Steven Blair MacQueen, aged 41, who worked as an adviser to Afghanistan’s rural development ministry, was killed as he drove a pickup truck through Kabul yesterday.
The attack happened in front of the main guest house for UN workers in Kabul and the Dutch Embassy, General Sher Agha, a Kabul police commander, said.
The British Embassy confirmed the incident, and said Mr MacQueen’s next of kin had been informed and were being provided consular assistance. The motive for the shooting was unclear.
Since holding its first direct presidential elections in October, Afghanistan has enjoyed a period of relative calm, marked by a decline in attacks by Taliban and al-Qaida insurgents that have plagued restive areas of the south and east.
But in November, three foreign election workers were kidnapped in Kabul by a Taliban splinter group.
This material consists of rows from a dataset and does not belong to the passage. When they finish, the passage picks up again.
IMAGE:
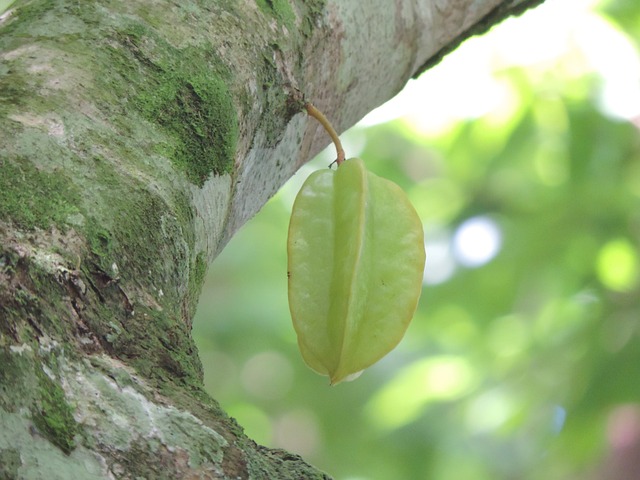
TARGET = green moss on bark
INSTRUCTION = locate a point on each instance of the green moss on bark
(35, 198)
(184, 91)
(52, 415)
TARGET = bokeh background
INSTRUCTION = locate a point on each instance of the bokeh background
(521, 153)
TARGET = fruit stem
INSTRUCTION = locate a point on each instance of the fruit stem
(317, 114)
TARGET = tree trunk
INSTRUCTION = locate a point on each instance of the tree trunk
(136, 138)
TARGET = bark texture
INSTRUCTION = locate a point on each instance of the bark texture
(135, 139)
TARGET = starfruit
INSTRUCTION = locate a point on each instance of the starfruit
(355, 265)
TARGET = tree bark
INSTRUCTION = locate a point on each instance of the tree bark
(136, 138)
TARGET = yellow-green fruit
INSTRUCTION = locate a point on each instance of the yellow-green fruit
(356, 260)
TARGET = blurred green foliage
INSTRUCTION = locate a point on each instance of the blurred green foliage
(511, 368)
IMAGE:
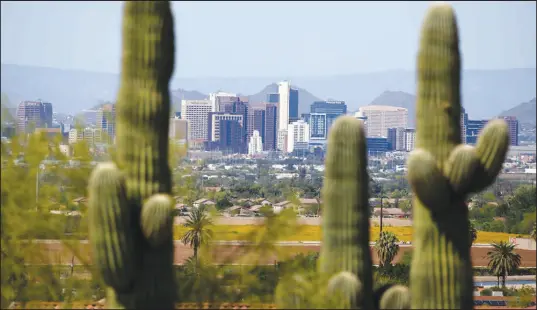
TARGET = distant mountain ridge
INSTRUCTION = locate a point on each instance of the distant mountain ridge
(485, 93)
(524, 112)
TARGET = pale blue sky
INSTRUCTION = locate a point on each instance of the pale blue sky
(225, 39)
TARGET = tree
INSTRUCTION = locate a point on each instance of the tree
(503, 260)
(472, 232)
(199, 229)
(386, 247)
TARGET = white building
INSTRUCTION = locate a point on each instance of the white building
(220, 98)
(410, 139)
(90, 135)
(214, 133)
(178, 129)
(297, 132)
(196, 112)
(380, 118)
(255, 146)
(284, 89)
(362, 118)
(281, 140)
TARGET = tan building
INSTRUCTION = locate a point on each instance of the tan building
(380, 118)
(178, 129)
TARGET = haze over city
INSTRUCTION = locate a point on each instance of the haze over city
(269, 39)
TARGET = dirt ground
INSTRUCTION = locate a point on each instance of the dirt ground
(57, 254)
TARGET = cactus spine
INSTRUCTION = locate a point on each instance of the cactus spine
(345, 251)
(130, 208)
(442, 171)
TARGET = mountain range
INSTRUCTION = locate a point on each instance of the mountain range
(485, 93)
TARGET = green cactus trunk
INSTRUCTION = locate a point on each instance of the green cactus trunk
(442, 171)
(130, 222)
(345, 223)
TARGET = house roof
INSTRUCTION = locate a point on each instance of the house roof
(308, 201)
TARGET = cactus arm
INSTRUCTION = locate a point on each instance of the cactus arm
(157, 219)
(462, 163)
(142, 121)
(427, 180)
(111, 227)
(492, 146)
(441, 272)
(346, 207)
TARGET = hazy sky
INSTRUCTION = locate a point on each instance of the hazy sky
(268, 38)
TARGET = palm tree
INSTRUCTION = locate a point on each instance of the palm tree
(472, 233)
(386, 247)
(199, 232)
(503, 260)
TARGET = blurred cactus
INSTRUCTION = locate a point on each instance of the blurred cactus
(130, 207)
(442, 171)
(344, 278)
(346, 211)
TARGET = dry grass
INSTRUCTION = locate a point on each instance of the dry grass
(313, 233)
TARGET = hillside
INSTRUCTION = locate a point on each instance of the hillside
(524, 112)
(305, 98)
(485, 93)
(398, 99)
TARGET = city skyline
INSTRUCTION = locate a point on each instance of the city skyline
(502, 35)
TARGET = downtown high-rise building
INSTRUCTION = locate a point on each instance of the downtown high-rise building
(32, 115)
(255, 145)
(196, 112)
(106, 121)
(271, 127)
(298, 135)
(380, 118)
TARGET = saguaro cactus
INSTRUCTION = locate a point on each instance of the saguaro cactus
(345, 250)
(442, 171)
(130, 207)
They were released unharmed a month later.
In December, a Turkish engineer working on a US-sponsored road project was kidnapped and killed by unidentified kidnappers in eastern Kunar province.
Although the three years since the ousting of the Taliban has seen numerous attacks on aid workers in the countryside, there have been few attacks against foreigners in the capital, which is patrolled by thousands of NATO peacekeepers.
The bloodiest incidents targeting foreigners in the past year were a car bomb explosion in August outside the office of a US security company that provides bodyguards for President Hamid Karzai, killing about 10 people.
In October, a suicide attacker killed an American translator and an Afghan girl on a market street popular with foreigners by detonating grenades attached to his own body.